You’ve probably spent the past weeks sorting through the hourly fluctuations in share prices, checking out who’s in and who’s out at Merrill Lynch, Citigroup and other troubled banks and brokerages, and following the ups and downs (well, mostly downs) of the dollar. So just for a change, let’s look at the trends that will affect the world’s economies long after current problems are forgotten.
Perhaps most important is the shift of the world’s wealth to the developing economies of Asia and the Middle East. China and India have finally integrated their massive workforces into the globalized economy and have become export engines, while Russia and Middle Eastern nations that float on a sea of oil are parlaying $90 per barrel prices into massive accumulations of wealth.
These funds are under the control of government-created entities that will invest them in pursuit not only of profits, but influence. Which undermines the argument in favor of free trade — that it directs the international flow of capital to its most efficient uses.
We are not talking about a minor reallocation of the world’s wealth. The so-called sovereign wealth funds — the government investment vehicles — are expected to have $10 trillion in assets within a decade. At that size, “they are the global financial system,” says Ken Rogoff, former chief economist of the International Monetary Fund. That will be grist for the mill of protectionists, who are already flexing their muscles.
Another way in which the world of business is changing is the consequence of the current problems in the credit and mortgage markets. These consequences are up close and personal: Bank chief executive officers are getting fired, a lesson their successors are likely to remember for some time.
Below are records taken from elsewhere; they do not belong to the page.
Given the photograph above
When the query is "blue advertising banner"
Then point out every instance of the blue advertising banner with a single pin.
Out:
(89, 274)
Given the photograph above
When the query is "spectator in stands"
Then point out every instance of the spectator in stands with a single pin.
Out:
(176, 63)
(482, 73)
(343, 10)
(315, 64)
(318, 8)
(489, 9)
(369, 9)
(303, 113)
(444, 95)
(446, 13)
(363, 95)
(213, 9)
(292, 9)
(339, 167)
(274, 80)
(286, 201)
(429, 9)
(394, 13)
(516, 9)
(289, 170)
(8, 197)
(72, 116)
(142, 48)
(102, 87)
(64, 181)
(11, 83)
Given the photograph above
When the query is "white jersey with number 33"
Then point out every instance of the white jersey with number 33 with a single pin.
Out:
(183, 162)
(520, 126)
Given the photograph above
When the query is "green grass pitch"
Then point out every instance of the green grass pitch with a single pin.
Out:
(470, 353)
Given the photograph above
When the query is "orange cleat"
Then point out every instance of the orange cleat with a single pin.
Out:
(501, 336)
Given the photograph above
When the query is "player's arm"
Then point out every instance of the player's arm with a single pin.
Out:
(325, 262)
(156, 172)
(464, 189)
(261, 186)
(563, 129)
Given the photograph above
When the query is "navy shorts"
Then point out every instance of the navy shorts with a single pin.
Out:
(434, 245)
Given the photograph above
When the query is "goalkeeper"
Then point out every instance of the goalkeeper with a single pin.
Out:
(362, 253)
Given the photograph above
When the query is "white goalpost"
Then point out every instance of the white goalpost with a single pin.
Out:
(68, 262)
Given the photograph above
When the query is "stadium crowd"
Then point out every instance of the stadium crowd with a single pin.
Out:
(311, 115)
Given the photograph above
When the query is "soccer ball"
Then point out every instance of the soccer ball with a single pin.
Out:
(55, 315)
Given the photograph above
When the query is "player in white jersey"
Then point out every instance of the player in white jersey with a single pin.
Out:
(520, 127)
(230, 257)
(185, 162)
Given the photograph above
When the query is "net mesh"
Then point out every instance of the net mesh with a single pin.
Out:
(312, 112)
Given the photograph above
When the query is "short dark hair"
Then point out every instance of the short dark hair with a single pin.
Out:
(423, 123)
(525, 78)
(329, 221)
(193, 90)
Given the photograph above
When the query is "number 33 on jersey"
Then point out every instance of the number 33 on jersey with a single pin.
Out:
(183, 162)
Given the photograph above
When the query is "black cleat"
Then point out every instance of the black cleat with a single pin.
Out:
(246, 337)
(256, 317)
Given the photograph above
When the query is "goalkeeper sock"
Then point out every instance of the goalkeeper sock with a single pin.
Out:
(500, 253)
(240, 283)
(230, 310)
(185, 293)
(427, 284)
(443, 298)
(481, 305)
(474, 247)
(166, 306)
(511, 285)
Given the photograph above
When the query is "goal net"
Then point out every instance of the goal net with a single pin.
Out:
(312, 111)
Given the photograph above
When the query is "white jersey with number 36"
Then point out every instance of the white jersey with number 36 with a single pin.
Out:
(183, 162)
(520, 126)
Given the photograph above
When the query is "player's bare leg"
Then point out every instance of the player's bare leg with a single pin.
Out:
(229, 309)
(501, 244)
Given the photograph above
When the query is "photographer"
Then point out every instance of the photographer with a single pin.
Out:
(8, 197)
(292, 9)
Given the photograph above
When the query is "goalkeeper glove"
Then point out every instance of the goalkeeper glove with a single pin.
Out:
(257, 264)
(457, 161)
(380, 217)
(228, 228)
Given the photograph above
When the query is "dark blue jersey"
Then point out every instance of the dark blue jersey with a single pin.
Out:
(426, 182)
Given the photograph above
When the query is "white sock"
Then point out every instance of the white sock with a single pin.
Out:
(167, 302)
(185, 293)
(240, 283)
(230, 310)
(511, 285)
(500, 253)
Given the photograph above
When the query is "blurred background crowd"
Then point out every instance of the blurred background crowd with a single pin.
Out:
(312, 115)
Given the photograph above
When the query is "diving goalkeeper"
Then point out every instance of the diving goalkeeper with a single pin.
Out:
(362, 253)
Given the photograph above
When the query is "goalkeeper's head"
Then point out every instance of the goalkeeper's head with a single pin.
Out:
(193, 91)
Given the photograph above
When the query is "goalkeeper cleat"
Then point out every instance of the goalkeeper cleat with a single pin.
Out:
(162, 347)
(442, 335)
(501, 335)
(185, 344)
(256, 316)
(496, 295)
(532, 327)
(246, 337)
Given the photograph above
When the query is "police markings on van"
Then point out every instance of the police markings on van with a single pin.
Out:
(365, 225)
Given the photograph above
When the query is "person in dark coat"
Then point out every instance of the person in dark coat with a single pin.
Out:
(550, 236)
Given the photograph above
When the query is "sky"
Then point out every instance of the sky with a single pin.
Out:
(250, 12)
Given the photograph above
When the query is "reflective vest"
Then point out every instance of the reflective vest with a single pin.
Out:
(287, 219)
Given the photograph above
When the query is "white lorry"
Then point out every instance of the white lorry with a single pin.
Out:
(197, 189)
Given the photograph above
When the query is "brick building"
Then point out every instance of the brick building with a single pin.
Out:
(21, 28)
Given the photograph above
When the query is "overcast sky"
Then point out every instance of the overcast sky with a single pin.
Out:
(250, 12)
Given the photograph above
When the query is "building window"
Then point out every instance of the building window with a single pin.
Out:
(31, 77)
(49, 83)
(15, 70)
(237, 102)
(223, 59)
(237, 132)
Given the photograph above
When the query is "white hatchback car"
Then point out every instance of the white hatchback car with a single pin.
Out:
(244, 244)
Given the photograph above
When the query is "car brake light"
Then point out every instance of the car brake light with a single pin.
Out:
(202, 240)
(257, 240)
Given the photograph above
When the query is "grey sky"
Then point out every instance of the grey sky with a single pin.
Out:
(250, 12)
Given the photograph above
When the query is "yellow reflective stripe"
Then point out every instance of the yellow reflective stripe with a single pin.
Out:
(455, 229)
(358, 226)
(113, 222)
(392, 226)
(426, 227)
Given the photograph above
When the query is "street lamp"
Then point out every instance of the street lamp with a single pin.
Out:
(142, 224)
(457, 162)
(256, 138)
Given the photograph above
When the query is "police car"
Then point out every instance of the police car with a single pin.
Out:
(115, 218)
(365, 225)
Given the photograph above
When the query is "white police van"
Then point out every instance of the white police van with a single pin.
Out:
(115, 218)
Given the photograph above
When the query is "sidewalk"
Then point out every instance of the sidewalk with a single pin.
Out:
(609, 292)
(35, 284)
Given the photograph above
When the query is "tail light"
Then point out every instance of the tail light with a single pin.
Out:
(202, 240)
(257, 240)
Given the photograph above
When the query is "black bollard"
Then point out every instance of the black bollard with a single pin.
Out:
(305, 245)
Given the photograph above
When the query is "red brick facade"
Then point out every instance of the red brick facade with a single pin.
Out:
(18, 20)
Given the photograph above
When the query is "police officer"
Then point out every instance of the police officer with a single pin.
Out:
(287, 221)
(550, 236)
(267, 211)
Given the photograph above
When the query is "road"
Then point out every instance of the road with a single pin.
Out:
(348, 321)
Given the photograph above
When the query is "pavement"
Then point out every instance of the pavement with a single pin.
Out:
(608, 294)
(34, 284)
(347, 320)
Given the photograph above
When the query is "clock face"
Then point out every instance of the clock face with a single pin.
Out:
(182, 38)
The result will be more expensive mortgages and a continued decline in homeownership. In 1994, about 64 percent of American families owned their own homes; that rose to 69 percent in 2004. But the homeownership rate has since declined to 68 percent and is headed down. After all, the exotic mortgages that fueled the rise in homeownership are in disrepute and unlikely to be resurrected.
So renting is likely to rise and homeownership to fall for a good long while. That means that many Americans will have to find a new vehicle to accumulate wealth. My guess is that the rate of saving from current income will begin to inch up, and that the political pressure to put the Social Security system on a sound basis will become irresistible.
Adding to that pressure will be the increase in longevity, inturn a result of a new emphasis on what is called “wellness.” The smoking and food police are extending their reach, a process that will accelerate when a Democrat-controlled White House and Congress — almost a certainty — make government an increasingly important player in health care markets.
When the cost of caring for diseases resulting from obesity is borne by taxpayers, which would be the case under most of the Democratic plans, society has a good case for developing programs that induce people to replace their burgers with salads. So look for a long-term trend toward less satisfying, healthier eating.
Then there is the green revolution, which has had little effect event though it’s been with us for some time. But now the nation’s politicians have decided that global warming is enough of a threat to warrant their attention, or at least capture the imagination of a sufficient number of voters. So, too, corporate chieftains who no longer see green only as in “greenback,” but as in greener operating policies demanded by customers, investors, the workforce and government regulators.
Which is both good and bad news. Good because the hunt for more efficient, cost-effective ways to use energy is accelerating; bad because hare-brained schemes such as ethanol-from-corn are leading to deforestation and higher food prices, with no appreciable net reduction of carbon emissions.
So we may be on the way to a world in which nondemocratic governments dominate capital markets, protectionism is on the rise, the dream of homeownership becomes more difficult to realize for the average American, bureaucrats decide what it is permissible to eat, and the greening of the world shoehorns us into smaller cars and dimly lit rooms.
Unless, of course, America decides to rely less on government intervention and more on economic growth to propel its living standard ever upward. We’ll know the answer when the next election rolls around.
Examiner columnist Irwin Stelzer is a senior fellow and director of The Hudson’s Institute’s Center for Economic Policy.